When bad moods struck (and they would, occasionally, just like on land), though, we would have to take extra care to avoid dragging the other person down as well. Why, exactly, was I in a bad mood? Was it because the world had wronged me? Or had I done something stupid? It wouldn't take much thought to realize how silly it was, and I would get over it.

Sometimes, though, I would forget. Once, we were anchored in the Abacos, not far north of Green Turtle Cay, in an absolutely spectacular cove. Yet I was in a foul mood, and screamed something to the effect that nothing was going right.

Mary Beth blinked, told me to look around and to explain what part of "this," exactly, was so thoroughly wrong.

She was, of course, absolutely correct, and I was ashamed of myself. Fortunately, though, moments like that were the exception, and for the most part we lived each day knowing we were doing something we'd worked years for, something many others only dreamed about.
 
 

The most peculiar things sometimes bring back vivid memories, then a wistful smile.

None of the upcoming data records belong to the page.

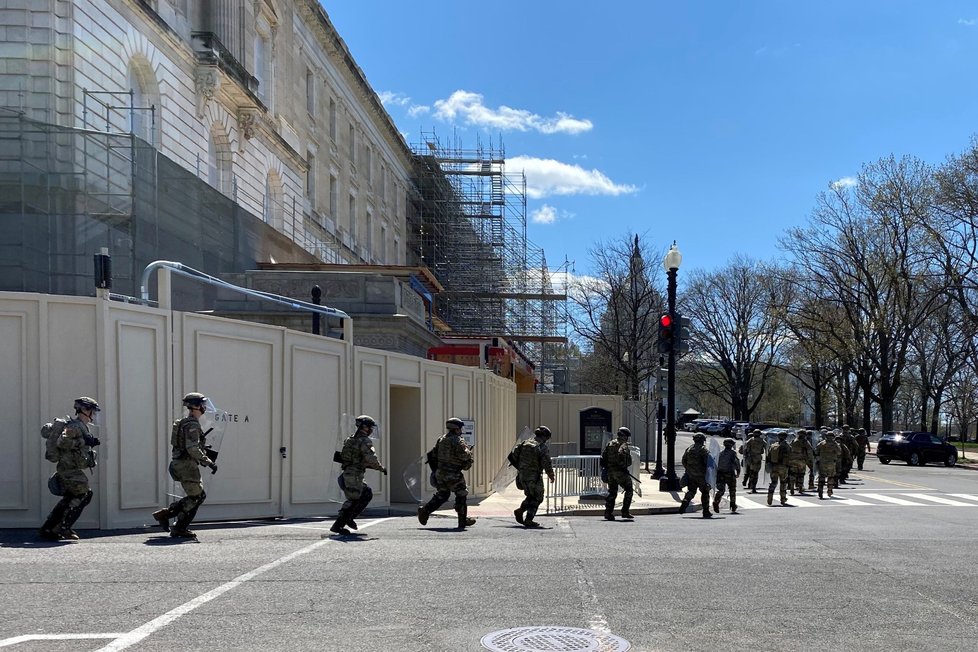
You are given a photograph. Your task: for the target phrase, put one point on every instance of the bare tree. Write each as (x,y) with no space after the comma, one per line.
(616,310)
(736,335)
(867,251)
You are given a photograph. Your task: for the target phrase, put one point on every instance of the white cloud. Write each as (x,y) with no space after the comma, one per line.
(389,98)
(469,107)
(547,178)
(546,214)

The can of shaving cream I have, I noticed recently, is marked in five languages: typical of things made to be sold in Europe. I bought it in a tiny shop in Gibraltar's Spanish ghetto. I pulled it down from a shelf and put it on the counter, and the little old lady told me, in Spanish, that she couldn't see very well, and would I please tell her the price. I counted out the English coins and put them in her palm. Gracias, señora. Buenas tardes.

The other day, I was leafing through a book and saw a photo of the Alhambra, the ancient Moorish citadel in Granada, Spain. I remembered the train ride up the coastal plain and through the Sierra Nevada. The walk through that bustling city and up the hill. I remembered standing there amid the intricate plaster work, in the "Ambassador Room," where, 500 years earlier, the Catholic Queen, Isabella, had received Christopher Columbus upon his return from the New World....

Sounion is for sale, now. With a wedding coming up and, we hope, children, a house will be more practical for the next part of our lives. So each weekend, we drive out to the coast: sandpaper, paint and polish in hand. She already looks prettier than we've ever seen her.

We've befriended a couple hoping to leave on their boat this winter. They're going through the same things we went through two years ago: balancing full-time jobs with the oppressive weight of repairs not finished, inspections not performed and gear not purchased. I can't help but feel envious.

Occasionally, they come by to see how Sounion is looking, and marvel again that she crossed the Atlantic. I allow myself a moment of admiration: That she did, didn't she....

I miss all of it: the endlessly clear nights full of stars; the magical places, the next one always over the horizon; the welcoming smiles that seemed to ask, "What took you so long?" I even miss the moments of pure terror when foaming, gurgling walls of water would rear their terrible heads and come crashing down onto the deck. I've never felt more alive.

We came home to a place that feels more foreign than any we visited. I felt it even as we motored between Port Canaveral's jetties and tied up at our familiar dock. There were the same charter boat skippers, the same dockhands, the same weekend fishermen bitching and moaning about the same things. Nothing had changed.

Here we were, feeling we had seen, and learned, and grown so much, and brimming with news that yes! the world was a wonderful place, and we'd returned to the same-old, same-old.

Around us, America is obsessed with the latest, the newest gizmo to enrich our lives -- CD ROM, larger-screen TV, 4-head, stereo VCRs, interactive this, online that, with no end in sight. For all our massively expensive efforts to amuse ourselves, are we any happier than the Azorean family walking along the waterfront on a cool summer evening, or the elderly Spanish couple enjoying a late evening meal of paella marisco at the seaside cafe, or the Union Island villagers who, en masse, set their radios in their windows each Friday night and dance in the street to a reggae beat?

Someday, we know, we'll go again. Mother Earth is pretty big, when you wander upon her on a small boat, and takes some time to see her. We'll make that time. With our plans for a family, it may take 10, or 12 or 15 years before we can do it, but we'll get there. We know we can.